‘U bent genezen verklaard’ verklaarde de psychiater opgewekt.
‘Mooi is dat’, klaagde de voormalig patiënt.
‘Eerst was ik Napoleon, toen Jezus en nu ben ik niemand’.
‘Ja, geweldig nietwaar, nu kunt u weer gewoon verder leven’.
‘Maar het voelt wel als een verlies, het verlies van een vriend’.
‘Dat klopt, want u bent twee niemanden verloren, Napoleon en Jezus’.
‘Nee, ik bedoel u, ik verlies u toch, als steun en toeverlaat?’.
‘Ach, maar u kunt buiten kantooruren gewoon blijven langskomen hoor’.
‘Wat aardig van u, ik betaal er wel gewoon voor’.
‘Dat zal niet gaan, helaas, alleen patiënten kunnen betalen.
‘Moet is dan ook nog afscheid nemen van de patiënt in mij?’.
‘Als u geduldig bent vertrekt de patiënt vanzelf’.
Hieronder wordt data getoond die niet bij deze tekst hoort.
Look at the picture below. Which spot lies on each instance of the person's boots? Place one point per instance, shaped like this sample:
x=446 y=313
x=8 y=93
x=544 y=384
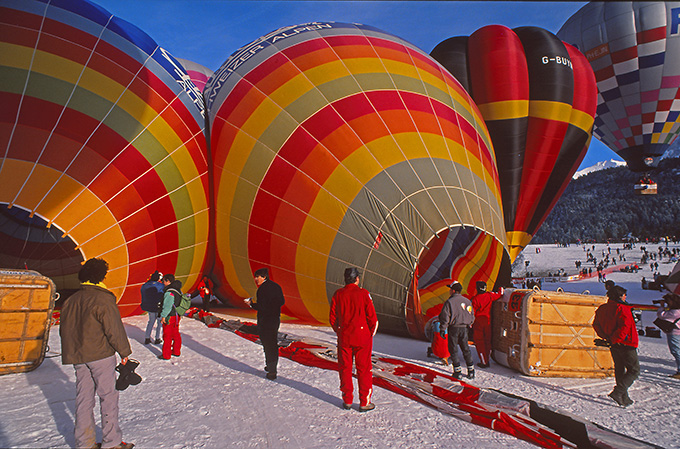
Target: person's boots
x=471 y=372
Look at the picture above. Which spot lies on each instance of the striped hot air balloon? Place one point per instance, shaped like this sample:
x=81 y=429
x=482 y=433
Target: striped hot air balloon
x=537 y=96
x=102 y=149
x=198 y=74
x=634 y=49
x=340 y=145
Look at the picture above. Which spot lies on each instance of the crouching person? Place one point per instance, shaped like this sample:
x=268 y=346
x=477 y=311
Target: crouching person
x=92 y=333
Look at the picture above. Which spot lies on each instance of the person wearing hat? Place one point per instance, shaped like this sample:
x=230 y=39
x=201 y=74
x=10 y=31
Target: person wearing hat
x=670 y=311
x=92 y=332
x=172 y=338
x=481 y=329
x=152 y=298
x=268 y=302
x=614 y=323
x=355 y=322
x=456 y=316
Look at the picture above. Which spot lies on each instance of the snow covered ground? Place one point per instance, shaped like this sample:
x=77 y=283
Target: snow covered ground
x=215 y=395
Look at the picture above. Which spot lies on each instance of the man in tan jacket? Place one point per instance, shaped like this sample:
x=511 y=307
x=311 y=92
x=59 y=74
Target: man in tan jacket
x=92 y=333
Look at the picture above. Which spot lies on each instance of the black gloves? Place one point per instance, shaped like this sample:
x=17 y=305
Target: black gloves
x=127 y=375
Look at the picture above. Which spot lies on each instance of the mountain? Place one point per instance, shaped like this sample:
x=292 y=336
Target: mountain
x=599 y=166
x=602 y=205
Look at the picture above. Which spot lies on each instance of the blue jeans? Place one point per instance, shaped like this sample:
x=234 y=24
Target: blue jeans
x=674 y=346
x=154 y=317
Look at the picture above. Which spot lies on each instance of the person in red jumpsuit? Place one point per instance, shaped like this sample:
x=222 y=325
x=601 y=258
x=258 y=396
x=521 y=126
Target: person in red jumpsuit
x=354 y=321
x=614 y=322
x=481 y=329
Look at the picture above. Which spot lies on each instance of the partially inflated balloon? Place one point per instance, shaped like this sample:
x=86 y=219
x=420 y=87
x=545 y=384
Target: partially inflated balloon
x=102 y=149
x=537 y=96
x=634 y=49
x=339 y=145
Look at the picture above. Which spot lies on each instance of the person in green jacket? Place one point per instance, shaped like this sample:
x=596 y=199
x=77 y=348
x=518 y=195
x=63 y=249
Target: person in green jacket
x=92 y=333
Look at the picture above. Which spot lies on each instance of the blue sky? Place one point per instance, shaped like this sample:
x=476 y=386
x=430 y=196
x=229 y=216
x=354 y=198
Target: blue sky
x=208 y=31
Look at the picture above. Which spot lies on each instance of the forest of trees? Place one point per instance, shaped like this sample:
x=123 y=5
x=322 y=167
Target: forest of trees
x=602 y=206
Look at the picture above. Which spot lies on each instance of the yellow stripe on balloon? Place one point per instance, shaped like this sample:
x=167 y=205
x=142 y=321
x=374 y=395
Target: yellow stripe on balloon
x=517 y=241
x=505 y=110
x=582 y=120
x=550 y=110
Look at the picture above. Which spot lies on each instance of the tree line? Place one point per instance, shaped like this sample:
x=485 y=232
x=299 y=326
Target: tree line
x=602 y=206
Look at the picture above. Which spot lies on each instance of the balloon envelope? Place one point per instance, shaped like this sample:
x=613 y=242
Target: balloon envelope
x=537 y=96
x=198 y=74
x=103 y=150
x=633 y=48
x=340 y=145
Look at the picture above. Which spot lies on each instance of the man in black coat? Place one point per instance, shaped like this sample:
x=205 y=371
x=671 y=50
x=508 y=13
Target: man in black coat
x=268 y=302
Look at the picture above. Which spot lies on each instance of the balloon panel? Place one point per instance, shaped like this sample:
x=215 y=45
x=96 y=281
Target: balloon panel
x=340 y=145
x=466 y=255
x=104 y=153
x=632 y=48
x=538 y=106
x=198 y=74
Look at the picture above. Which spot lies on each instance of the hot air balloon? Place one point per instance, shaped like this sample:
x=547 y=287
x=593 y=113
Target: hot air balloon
x=340 y=145
x=633 y=48
x=103 y=152
x=198 y=74
x=537 y=96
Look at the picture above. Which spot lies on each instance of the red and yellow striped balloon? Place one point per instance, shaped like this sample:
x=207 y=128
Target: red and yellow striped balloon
x=340 y=145
x=102 y=149
x=538 y=98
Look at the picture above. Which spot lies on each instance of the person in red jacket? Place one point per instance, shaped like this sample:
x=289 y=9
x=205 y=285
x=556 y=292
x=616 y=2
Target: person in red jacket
x=354 y=320
x=481 y=329
x=614 y=322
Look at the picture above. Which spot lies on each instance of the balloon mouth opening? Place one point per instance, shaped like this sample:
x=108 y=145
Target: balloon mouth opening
x=31 y=243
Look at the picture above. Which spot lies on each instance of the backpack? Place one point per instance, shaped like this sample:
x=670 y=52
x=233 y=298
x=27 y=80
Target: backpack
x=184 y=302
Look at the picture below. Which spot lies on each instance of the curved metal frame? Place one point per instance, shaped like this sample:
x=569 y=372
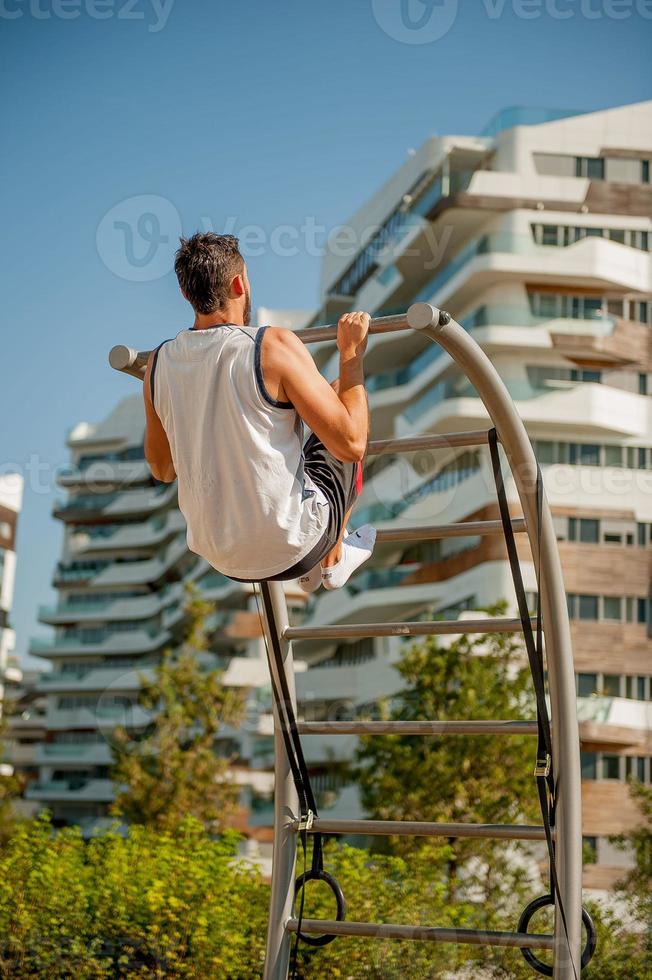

‘Als ik geweten had dat genezing alleen maar tot verlies leidt
zou ik hier nooit aan begonnen zijn’.
‘Bezit is een illusie, vandaar dat we van bezetenen spreken’.
‘Maar illusies zijn toch ook mooi’.
‘Zeker, prachtig zelfs, zolang ze jou niet in bezit nemen’.